# painting blades????????????



## WalleyeMike23 (Dec 9, 2009)

i just started painting my own blades but the colors arnet coming out as bright or as glossy as i would like, there not flat they just dont pop like the ones i was buying prepainted any ideas.. buy the way im using creatx paint right from the bottle and an iwata eclipse airbrush and painting at 35psi

thanks
mike


----------



## K gonefishin (May 4, 2004)

Did you clear coat them yet? Clearing them causes the colors to really pop, shine, show gloss however you want to put it.

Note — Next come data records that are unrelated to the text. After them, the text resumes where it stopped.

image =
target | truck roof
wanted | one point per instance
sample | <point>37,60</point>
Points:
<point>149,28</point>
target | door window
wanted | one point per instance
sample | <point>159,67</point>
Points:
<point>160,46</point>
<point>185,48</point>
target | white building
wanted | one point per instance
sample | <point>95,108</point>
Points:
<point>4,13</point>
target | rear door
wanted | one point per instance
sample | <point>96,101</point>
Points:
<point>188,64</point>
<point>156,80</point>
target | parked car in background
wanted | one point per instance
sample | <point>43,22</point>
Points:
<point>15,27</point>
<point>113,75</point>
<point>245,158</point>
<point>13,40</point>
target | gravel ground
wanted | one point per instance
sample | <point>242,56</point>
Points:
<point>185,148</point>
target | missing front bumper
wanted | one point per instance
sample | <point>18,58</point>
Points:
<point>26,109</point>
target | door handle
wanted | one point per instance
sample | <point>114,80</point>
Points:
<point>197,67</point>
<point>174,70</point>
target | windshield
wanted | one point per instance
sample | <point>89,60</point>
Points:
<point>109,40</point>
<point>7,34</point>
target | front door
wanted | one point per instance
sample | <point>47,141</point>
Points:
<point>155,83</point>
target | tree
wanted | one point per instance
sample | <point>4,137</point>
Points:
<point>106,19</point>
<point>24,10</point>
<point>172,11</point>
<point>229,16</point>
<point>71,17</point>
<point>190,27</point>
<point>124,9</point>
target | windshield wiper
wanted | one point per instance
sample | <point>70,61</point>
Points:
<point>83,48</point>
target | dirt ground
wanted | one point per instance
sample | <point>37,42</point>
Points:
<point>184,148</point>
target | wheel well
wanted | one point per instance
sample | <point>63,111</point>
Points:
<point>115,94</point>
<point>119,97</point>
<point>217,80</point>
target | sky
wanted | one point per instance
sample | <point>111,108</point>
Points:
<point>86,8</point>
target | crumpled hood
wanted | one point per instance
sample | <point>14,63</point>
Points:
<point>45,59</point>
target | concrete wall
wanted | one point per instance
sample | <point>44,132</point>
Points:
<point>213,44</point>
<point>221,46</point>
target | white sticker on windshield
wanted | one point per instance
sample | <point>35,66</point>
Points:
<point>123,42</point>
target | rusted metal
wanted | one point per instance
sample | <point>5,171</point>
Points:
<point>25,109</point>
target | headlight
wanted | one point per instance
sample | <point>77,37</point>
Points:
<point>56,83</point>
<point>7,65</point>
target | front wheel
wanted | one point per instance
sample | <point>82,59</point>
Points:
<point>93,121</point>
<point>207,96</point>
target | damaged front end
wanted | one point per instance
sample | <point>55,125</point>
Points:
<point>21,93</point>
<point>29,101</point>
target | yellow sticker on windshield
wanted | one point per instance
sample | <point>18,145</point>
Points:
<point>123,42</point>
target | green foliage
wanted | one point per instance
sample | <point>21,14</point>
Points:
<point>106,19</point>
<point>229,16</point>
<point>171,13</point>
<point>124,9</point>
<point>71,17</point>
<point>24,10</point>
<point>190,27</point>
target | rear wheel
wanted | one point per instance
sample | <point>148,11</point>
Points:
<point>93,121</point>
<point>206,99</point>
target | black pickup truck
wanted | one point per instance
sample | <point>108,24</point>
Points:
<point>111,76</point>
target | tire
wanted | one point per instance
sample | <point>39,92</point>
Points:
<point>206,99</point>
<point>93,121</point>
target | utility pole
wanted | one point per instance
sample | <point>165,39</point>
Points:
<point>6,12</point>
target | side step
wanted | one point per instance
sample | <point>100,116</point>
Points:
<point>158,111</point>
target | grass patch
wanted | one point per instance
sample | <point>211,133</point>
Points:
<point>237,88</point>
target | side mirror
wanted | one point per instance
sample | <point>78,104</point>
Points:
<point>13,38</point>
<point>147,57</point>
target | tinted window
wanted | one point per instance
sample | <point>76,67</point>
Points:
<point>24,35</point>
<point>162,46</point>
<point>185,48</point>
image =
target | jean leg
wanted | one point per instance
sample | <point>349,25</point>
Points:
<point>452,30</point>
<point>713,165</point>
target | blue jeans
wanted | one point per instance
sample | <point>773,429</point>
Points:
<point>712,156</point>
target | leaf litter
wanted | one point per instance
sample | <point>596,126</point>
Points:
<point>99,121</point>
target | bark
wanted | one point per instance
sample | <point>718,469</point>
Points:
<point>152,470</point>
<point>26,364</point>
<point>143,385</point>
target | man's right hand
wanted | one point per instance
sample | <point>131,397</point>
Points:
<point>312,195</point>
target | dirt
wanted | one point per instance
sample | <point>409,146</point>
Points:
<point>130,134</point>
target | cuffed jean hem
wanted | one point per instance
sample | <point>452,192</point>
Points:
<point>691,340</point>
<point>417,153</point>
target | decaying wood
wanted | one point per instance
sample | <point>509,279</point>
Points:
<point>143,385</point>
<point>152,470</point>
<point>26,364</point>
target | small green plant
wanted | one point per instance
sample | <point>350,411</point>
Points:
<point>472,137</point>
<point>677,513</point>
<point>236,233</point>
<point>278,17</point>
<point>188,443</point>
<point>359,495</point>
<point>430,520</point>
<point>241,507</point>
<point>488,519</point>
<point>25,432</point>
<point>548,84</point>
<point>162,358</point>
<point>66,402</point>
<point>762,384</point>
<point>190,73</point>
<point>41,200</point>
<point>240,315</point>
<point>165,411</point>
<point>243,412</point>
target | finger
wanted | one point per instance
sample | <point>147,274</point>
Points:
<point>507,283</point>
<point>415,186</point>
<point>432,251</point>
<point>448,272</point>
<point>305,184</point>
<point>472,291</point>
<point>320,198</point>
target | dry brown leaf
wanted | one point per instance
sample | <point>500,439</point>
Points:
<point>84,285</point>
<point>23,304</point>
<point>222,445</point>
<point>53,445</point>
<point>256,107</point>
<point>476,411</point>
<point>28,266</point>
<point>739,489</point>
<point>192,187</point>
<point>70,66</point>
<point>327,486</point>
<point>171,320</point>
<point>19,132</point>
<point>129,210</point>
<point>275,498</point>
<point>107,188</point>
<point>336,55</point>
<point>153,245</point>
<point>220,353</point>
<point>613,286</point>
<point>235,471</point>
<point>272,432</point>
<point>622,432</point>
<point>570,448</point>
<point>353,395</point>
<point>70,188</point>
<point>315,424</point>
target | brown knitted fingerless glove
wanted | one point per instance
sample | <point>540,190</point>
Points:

What are you going to use for a clear coat?


----------



## firstflight111 (May 22, 2008)

put a base coat of white first


----------



## WalleyeMike23 (Dec 9, 2009)

i tried putting white down and it was ok, it just seems to be like a pain to paint things when the blade color is part of the scheme etc confusion, chickenwing..... i tried krylon gloss clearcoat and wasnt impressed with the results


----------



## silver shad (Jun 18, 2006)

If your doing say dots you would have to pot white down first that should make the color pop. then clear coat.


----------



## ShutUpNFish (Apr 17, 2007)

I always underlay white first, then add my colors....especially the lighter ones and florescents. The final clearcoats also helps make 'em pop.


----------



## WalleyeMike23 (Dec 9, 2009)

What kind of clear coat works best????????


----------



## Hetfieldinn (May 17, 2004)

WalleyeMike23 said:


> What kind of clear coat works best????????


I've been using Devcon 2-ton epoxy at KGone's recommendation and I'm very happy with the results.


----------



## ShutUpNFish (Apr 17, 2007)

I just use High Gloss Clear Lacquer....a bunch of coats...let them dry well between coats.


----------



## JamesT (Jul 22, 2005)

I did some buzzer blades last summer and had problems with the paint chipping off. Next iteration I sanded blades with coarse sandpaper=>primer=>white=>color=>clear lacquer. I tried to keep all layers as thin as possible (did put on a few coats of clear)while still getting the desired results. The thicker your layers the more likely to chip. Didn't try coating with D2T or Etex bc I thought that might affect the action of the blades due to their thickness.


----------



## Hetfieldinn (May 17, 2004)

Some of my early blades that I clear coated with lacquer have started chipping, although they've seen a decent amount of use. I was told that the Devcon epoxy would be too heavy to use on blades, so I took the average weight of ten popular store bought blades, and it was 3.2 grams. I then weighed ten of my home brewed blades that appeared to have about the same amount of paint on them as the store boughts. Mine averaged out at 2.8 grams. Mine spin nicely, even at very low speeds.


----------



## fishingguy (Jan 5, 2006)

Leave it to Het to weigh his blades. I remember when he weighed each one of his dipsy's! So meticulous. Just can't argue with the results though. Well it looks like I am going to have to look for my scale. I haven't used it since.....? Well we won't get into that.....


----------